Tuesday, October 2, 2012

On Empathy and Exhaustion

When I was little, my empathy was boundless and always on, attuned to any living thing in the area. I cried over sick, winged things, sighed and sat quietly with cats, and begged my mother to punish me instead of the sisters who were in trouble for something they had done to me. (They would often join in, "Yeah, spank her!" *see my wry smile here*) 

As I grew, I learned to rein that empathy in, store and focus it when the time was right. I stopped letting every broken thing in through the window, and I turned my head when people walked by, because I didn't want to see what was true behind their eyes, at least not every day. My mother says that being upset, whether sad or angry or even excited and happy can exhaust you worse than running a mile. I think she's right, especially when it's not my pain I'm feeling. 

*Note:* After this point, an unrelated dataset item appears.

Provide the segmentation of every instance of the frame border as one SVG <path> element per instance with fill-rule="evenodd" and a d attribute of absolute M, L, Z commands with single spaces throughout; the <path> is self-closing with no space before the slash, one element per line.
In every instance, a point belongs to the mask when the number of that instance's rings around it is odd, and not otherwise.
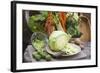
<path fill-rule="evenodd" d="M 68 7 L 83 7 L 96 9 L 96 64 L 73 67 L 52 67 L 39 69 L 16 69 L 16 5 L 17 4 L 35 4 L 35 5 L 50 5 L 50 6 L 68 6 Z M 91 5 L 76 5 L 76 4 L 58 4 L 58 3 L 44 3 L 44 2 L 28 2 L 28 1 L 11 1 L 11 71 L 25 72 L 25 71 L 42 71 L 42 70 L 58 70 L 58 69 L 73 69 L 73 68 L 89 68 L 98 67 L 98 6 Z"/>

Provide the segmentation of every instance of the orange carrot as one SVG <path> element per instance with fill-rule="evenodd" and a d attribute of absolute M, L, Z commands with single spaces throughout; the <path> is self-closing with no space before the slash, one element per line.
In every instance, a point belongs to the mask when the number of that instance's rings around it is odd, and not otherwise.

But then someone reaches in past the boundaries you've carefully placed by simply being really sad and in the same space you happen to be in. You say the right words, you make yourself small and quiet, and you hope they don't see you shaking. You shake because when the empathy is on and going full blast, you see how fragile everyone is, they are all brittle bones and weak hearts and shuddering breaths, and you've got to be so careful, so awfully, terribly careful with the wounds they've often unknowingly bared.

And for a few days after an episode like that, I still feel careful with everyone I meet, down to the mere flashing of eyes when I pass them in a hall, because I've been reminded that everyone feels; that there is a world of secret going on behind their crossed arms, and they may need my careful hands and quiet heart today. 

And it's exhausting to be so careful, so aware. I sleep the best after the days that I care.